Page 1 of 1

Collating a collection of images into one PDF without holding them all in memory at once

Posted: 2018-10-15T17:15:50-07:00
by wbn
One of the things about `magick`/`convert` that I find most useful is the ability to transform a collection of images into a single PDF. However, I've found that for large collections of images, the utility tends to hang indefinitely. I tested it under a debugger and confirmed that yes, it is attempting to load all of the image data into memory before writing it out, making it infeasible to collate arbitrarily large collections of images.

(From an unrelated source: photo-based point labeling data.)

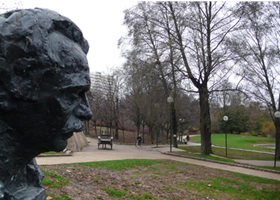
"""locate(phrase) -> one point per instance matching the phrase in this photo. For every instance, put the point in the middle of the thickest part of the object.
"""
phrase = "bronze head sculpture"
(44, 76)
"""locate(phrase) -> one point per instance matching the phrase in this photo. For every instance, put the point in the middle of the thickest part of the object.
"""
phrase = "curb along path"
(120, 152)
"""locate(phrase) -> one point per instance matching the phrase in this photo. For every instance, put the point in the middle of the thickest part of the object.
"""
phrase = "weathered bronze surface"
(44, 76)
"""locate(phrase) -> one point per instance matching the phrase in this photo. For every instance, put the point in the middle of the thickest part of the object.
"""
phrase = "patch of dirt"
(164, 180)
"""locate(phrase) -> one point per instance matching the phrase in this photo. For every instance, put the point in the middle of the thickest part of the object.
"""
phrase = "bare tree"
(257, 46)
(200, 30)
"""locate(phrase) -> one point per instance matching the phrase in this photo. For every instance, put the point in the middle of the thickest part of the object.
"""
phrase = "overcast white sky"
(100, 22)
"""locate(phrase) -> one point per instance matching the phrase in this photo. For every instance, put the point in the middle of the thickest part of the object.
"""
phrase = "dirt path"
(119, 152)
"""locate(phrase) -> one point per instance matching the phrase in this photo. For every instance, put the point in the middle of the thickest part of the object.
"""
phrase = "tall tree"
(199, 33)
(257, 46)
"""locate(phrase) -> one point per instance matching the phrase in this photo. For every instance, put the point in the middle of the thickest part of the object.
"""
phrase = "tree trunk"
(174, 125)
(205, 122)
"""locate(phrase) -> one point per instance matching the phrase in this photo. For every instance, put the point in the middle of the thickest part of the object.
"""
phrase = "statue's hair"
(25, 49)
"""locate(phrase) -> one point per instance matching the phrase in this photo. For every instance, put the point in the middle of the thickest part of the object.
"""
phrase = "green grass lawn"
(154, 179)
(239, 141)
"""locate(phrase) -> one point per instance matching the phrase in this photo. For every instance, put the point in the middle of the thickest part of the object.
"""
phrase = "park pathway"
(92, 153)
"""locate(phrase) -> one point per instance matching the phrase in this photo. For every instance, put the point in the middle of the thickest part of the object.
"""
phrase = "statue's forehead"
(72, 81)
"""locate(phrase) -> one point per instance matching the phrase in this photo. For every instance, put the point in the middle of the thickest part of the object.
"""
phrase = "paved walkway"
(119, 152)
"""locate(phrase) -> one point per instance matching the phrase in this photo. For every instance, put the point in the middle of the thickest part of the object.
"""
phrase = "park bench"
(104, 140)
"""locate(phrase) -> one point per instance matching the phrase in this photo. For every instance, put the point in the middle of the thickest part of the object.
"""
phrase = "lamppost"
(225, 118)
(277, 116)
(170, 101)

Is it possible to write the PDF without holding all the image data in memory at any given time? I poked the source and found `PingImage`/`PingImages`, which looks like it should be useful for this purpose (since it doesn't load the image data, only metadata and a reference to the on-disk data). However, when I test the utility with the `-ping` flag it doesn't write the image data out to the resulting PDF, only the dimensions.

I understand that in many situations - for instance, when you need to perform multiple transformations on a number of images before writing them - it's much more efficient to hold all the image data in memory rather than reading and writing it to disk multiple times. However, I'm wondering if it's possible to ask the utility (or the API) to optimize for memory efficiency in this case.

Cheers.
-wbn

Re: Collating a collection of images into one PDF without holding them all in memory at once

Posted: 2018-10-15T17:59:38-07:00
by fmw42
I believe you would have to write a script loop over each input image and add that to your pdf one at a time. You could do it as

convert firstinputimage image.pdf
loop over each inputimage besides the first
convert image.pdf inputimage image.pdf

That would continue to add each image to the end of the pdf

Re: Collating a collection of images into one PDF without holding them all in memory at once

Posted: 2018-10-16T04:30:05-07:00
by snibgo
I would convert each image to its own PDF, then use "pdfunite" to unite the PDFs into one.